Just over two weeks in this fantastic country was by far not enough and I felt very much like a tourist capturing photos throughout the trip. I wanted to take myself out of that mindset and focus on finding the things in Japan that maybe others wouldn’t notice in their day to day lives. Here is a list of Japanese travel highlights for your viewing and some interesting notes about a few of the places if you haven’t been before!
The bamboo forest located in a quite suburb of Kyoto is a visual place of peace and tranquillity. Upon arrival I was amazed to actually find that the it's only just a small stretch of path and about all you see in this photo. The neighbourhood surrounding it was quaint but a train station is pretty much right next to it that you can hear! If you want great pictures it’s best to get there by at least 8am off season before it gets too busy.
These cheeky characters took their time to visit the hot springs only ariving later on in the day around lunch as it is not cold enough for them to swim in spring/summer seasons. Leaving them with little desire to come down the cliff and visit. The park ranger however called for and enticed them with feed and soon twenty odd of them descended! They were great entertainment and it was interesting to watch tourists interact with the monkeys and see how close they would get for a good social media picture.
Visit in the early hours of the morning as the sun is rising for the best light. The place actually felt magical and the walk was a lot longer and harder then expected so good footwear is advised. There is a few sly looking fox statues throughout the trail. I shared with my travel companion about a Japanese legend of how some believe that foxes here turn into people. The trail of shrines had hidden paths that lead off to private properties on the mountain and there were also a lot of wild cats, mostly black.
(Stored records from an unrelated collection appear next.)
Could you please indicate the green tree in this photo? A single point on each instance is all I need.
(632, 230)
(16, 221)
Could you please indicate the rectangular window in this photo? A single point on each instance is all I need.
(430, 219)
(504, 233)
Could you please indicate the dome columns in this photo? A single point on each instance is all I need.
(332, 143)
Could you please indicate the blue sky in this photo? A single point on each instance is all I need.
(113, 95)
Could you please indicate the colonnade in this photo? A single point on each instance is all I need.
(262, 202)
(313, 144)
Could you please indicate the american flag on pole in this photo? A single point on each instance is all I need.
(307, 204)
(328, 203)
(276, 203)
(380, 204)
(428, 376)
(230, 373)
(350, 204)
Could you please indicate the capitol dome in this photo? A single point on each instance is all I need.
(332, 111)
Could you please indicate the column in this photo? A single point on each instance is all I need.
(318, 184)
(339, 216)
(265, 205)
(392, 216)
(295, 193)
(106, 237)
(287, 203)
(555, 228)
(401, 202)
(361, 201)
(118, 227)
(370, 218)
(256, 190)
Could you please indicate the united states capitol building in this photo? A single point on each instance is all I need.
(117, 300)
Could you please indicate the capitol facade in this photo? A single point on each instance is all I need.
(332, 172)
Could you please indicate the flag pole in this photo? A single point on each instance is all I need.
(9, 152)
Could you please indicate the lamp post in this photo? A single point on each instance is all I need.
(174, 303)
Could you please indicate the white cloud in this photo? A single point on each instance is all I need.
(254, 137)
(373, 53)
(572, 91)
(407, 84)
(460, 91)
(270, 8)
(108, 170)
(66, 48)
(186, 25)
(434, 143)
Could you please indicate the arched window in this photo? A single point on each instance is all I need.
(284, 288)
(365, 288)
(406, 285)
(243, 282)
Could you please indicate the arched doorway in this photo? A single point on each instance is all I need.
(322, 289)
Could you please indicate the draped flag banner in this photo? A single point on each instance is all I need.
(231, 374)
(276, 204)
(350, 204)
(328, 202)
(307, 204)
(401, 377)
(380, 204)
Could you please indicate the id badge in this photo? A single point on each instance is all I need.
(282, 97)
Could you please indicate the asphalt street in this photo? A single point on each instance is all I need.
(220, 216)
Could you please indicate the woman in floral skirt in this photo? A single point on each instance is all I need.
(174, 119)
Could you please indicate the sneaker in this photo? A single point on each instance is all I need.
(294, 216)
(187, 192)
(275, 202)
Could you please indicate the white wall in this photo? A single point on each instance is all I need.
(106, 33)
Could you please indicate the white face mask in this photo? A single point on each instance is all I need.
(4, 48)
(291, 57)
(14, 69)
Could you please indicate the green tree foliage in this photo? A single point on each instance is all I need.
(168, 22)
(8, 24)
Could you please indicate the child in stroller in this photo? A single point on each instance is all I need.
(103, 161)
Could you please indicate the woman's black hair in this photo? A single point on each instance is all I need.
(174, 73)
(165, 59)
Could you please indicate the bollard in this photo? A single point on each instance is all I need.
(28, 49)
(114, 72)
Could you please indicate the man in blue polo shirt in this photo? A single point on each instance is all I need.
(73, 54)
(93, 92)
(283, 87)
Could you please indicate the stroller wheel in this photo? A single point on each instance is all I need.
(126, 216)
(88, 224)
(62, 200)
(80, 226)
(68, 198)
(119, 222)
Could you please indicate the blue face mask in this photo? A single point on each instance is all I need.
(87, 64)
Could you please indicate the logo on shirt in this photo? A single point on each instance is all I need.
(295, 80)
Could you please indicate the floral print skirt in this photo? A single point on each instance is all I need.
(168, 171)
Have you ever seen a deer use a pedestrian crossing to cross a road? I have and couldn’t believe it! If you are wanting to visit the park give some credit to these smart and curious animals that have even learnt to bow their heads to increase their chances of a tasty deer snack from a tourist. They weren’t just in the 'park' they were on the street, walkway, next to the shops and happily mingling with humans. You can tell the Japanese have a lot of respect and established tradition around their countries animals.
Compact living equals compact tiny dogs for the city! Much to my amusement I approximately got to pat around 20 dogs during my time in Tokyo and every owner was happy to stop and tell me their dogs cool Japanese name. You can find them being pushed in dog prams, in the baskets of bikes, minding shops with their owners and out and about on a sunny day.
They are EVERYWHERE and ingrained in Japan’s lifestyle and culture of a easy and readily accessible society. Thirsty? No worries I can guarantee that you will pass at least ten on your way back to your hotel. They’re situated in groups at train stations, in front of private houses and local businesses, heritage sites, shrines, in alleyways and even on empty lots in forests? This type of convenience caught my eye and it was perhaps the one concept I captured most in Japan.